[proofplan]
We write the centred kernel estimator as the sum of a triangular array of independent centred random variables. The variance of this array is computed directly by a change of variables and the [dominated convergence theorem](/theorems/4), giving the limiting variance $f(x)R(K)$. Boundedness and compact support of $K$ imply that the individual triangular-array summands converge uniformly to $0$, so the Lindeberg condition holds. The final centring replacement follows because the scaled bias is deterministic and tends to $0$.
[/proofplan]
[step:Rewrite the centred estimator as a triangular-array sum]
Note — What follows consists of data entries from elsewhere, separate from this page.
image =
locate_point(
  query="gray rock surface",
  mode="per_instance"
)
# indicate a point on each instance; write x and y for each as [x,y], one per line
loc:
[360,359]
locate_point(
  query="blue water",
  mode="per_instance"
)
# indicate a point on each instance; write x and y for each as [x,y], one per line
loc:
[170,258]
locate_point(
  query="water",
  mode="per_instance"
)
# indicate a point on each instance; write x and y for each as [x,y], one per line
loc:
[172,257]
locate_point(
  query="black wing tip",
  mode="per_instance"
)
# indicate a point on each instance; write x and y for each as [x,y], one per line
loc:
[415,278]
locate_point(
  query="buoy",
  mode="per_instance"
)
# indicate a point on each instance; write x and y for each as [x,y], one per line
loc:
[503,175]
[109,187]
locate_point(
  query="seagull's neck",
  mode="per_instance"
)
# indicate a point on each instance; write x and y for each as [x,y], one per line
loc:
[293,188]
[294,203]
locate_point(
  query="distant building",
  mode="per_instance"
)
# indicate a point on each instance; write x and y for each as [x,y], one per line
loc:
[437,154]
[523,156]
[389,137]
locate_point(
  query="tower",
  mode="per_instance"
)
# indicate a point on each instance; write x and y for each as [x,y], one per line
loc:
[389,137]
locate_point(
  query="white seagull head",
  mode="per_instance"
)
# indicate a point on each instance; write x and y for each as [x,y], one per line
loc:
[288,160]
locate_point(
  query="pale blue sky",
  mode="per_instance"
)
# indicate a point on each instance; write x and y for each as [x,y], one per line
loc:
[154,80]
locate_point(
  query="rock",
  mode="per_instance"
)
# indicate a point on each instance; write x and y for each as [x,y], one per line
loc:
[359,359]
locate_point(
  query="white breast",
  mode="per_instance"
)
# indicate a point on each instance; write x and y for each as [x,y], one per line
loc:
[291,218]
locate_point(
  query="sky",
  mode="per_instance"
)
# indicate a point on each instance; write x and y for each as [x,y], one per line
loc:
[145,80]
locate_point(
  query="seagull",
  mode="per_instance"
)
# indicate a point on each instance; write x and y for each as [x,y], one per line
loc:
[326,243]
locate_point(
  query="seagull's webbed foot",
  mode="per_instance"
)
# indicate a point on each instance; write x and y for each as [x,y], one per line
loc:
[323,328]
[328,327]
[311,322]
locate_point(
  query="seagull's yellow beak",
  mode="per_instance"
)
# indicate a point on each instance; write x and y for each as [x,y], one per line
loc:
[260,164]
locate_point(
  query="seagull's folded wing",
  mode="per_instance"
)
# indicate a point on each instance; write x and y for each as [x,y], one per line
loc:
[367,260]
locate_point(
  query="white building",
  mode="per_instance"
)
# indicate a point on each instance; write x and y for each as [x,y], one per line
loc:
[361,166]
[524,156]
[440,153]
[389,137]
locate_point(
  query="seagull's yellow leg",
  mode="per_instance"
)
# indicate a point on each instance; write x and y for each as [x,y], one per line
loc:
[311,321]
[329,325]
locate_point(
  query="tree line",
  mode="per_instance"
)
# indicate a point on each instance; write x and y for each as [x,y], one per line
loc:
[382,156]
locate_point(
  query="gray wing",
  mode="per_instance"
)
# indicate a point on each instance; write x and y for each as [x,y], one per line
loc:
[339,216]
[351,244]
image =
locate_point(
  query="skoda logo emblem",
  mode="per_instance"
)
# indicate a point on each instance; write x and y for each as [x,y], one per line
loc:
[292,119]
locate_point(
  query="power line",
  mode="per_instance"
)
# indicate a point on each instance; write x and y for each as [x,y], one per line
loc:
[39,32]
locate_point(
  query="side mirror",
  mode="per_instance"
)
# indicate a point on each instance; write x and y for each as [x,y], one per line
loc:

Let $(\Omega,\mathcal F,\mathbb P)$ denote the probability space on which the real-valued random variables $X_i:(\Omega,\mathcal F)\to(\mathbb R,\mathcal B(\mathbb R))$ are defined. Let $\mathcal L^1$ denote one-dimensional [Lebesgue measure](/page/Lebesgue%20Measure) on $\mathbb R$, let $\mathbb E[Z]:=\int_\Omega Z\,d\mathbb P$ denote expectation of an integrable real-valued [random variable](/page/Random%20Variable) $Z$, and let $\operatorname{Var}(Z):=\mathbb E[(Z-\mathbb E[Z])^2]$ denote its variance when $Z\in L^2(\Omega,\mathcal F,\mathbb P)$. Define the kernel estimator by
\begin{align*}
\hat f_{n,h_n}(x):=\frac{1}{nh_n}\sum_{i=1}^{n}K\left(\frac{x-X_i}{h_n}\right).
\end{align*}
Define the squared kernel integral by
\begin{align*}
R(K):=\int_{\mathbb R}K(t)^2\,d\mathcal L^1(t).
\end{align*}
Let $\operatorname{supp}K$ denote the closed support of the measurable kernel $K:\mathbb R\to\mathbb R$. Because $K$ is measurable, each composition $\omega\mapsto K((x-X_i(\omega))/h_n)$ is measurable.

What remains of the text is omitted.